Trois regards inédits sur les dessous de l'histoire suisse
Trois regards inédits sur les dessous de l’histoire suisse
Trois contributions à la démystification de l’histoire suisse viennent de paraître aux éditions Antipodes, qui feront date: Hans Ulrich Jost, A tire d’ailes . Contributions à une histoire critique de la Suisse ; Malik Mazbouri, L’émergence de la place financière suisse (1890-1913) ; Sandra Bott, Sébastien Guex, Bouda Etemad, Les relations économiques entre la Suisse et l’Afrique du Sud durant l’apartheid (1945-1990) , Lausanne, Editions Antipodes, 2005.
A tire d’ailes est le titre du premier. Il ne constitue pas vraiment une nouveauté, mais plutôt une nouvelle porte d’entrée dans des textes-phares de l’historiographie suisse de ces vingt dernières années. Pour le départ à la retraite d’Hans Ulrich Jost, ses collaborateurs et collaboratrices ont en effet édité trente-six de ses articles particulièrement intéressants et difficilement accessibles. On y retrouve les grands thèmes qui ont empreint les travaux du professeur de Lausanne: le mythe de la neutralité, le regard critique sur la production culturelle, les autoreprésentations trompeuses de ce pays Les chapitres sont introduits par des ami-e-s, chercheurs et chercheuses, qui partagent des réflexions sur leur rencontre avec cet homme qui a joué un rôle capital dans l’édification d’une histoire critique en Suisse.
L’émergence de la place financière suisse , ainsi s’intitule le volume publié par Malik Mazbouri. En prenant comme point de départ la biographie de l’un des principaux banquiers helvétiques du tournant du 19e siècle, l’auteur fournit une analyse pertinente et inédite sur le développement et l’affirmation de la place financière suisse, de 1895 à 1913. La trajectoire de Léopold Dubois, qui se retrouve notamment à la direction de la Société de Banque Suisse, permet, en la considérant comme un cas particulier du possible, de mieux appréhender les grands bouleversements structurels que connaît la finance helvétique durant une période d’extraordinaire croissance internationale. Comment les grandes banques commerciales réussissent-elles à s’implanter sur le marché suisse et quel rôle joue leur lien avec l’industrie? Bref, cet ouvrage permet de mieux comprendre comment la Suisse est devenue le premier gestionnaire de fortune offshore de la planète. Pour reprendre les termes de l’auteur, il s’agit de l’histoire « de la conquête d’une place au soleil ».

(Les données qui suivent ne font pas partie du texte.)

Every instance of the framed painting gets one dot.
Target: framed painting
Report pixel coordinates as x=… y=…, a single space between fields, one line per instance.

Le troisième ouvrage met le doigt là où ça fait mal: Les relations économiques entre la Suisse et l’Afrique du Sud durant l’apartheid (1945-1990). Il analyse le tissage de liens intimes entre le régime raciste de l’Afrique du Sud et les banques suisses, et vient ainsi confirmer ce que le mouvement anti-apartheid clamait haut et fort en son temps. Au coeur de ces relations: les capitaux généreusement prêtés au Gouvernement de Pretoria par les grandes institutions financières helvétiques, en contrepartie de l’accès privilégié au marché des métaux précieux, que l’Afrique du Sud leur garantit. Les trois auteur-e-s démontrent que ces rapports s’intensifient encore durant la période d’isolement international du régime, suite aux sanctions économiques déclarées par l’ONU en 1977. Le mérite de cette étude est d’autant plus grand, que le Conseil fédéral, pourtant à l’origine du programme national de recherche sur cette question, n’a pas ordonné l’ouverture des archives publiques et privées, rendant ainsi très difficile l’accès aux sources les plus importantes.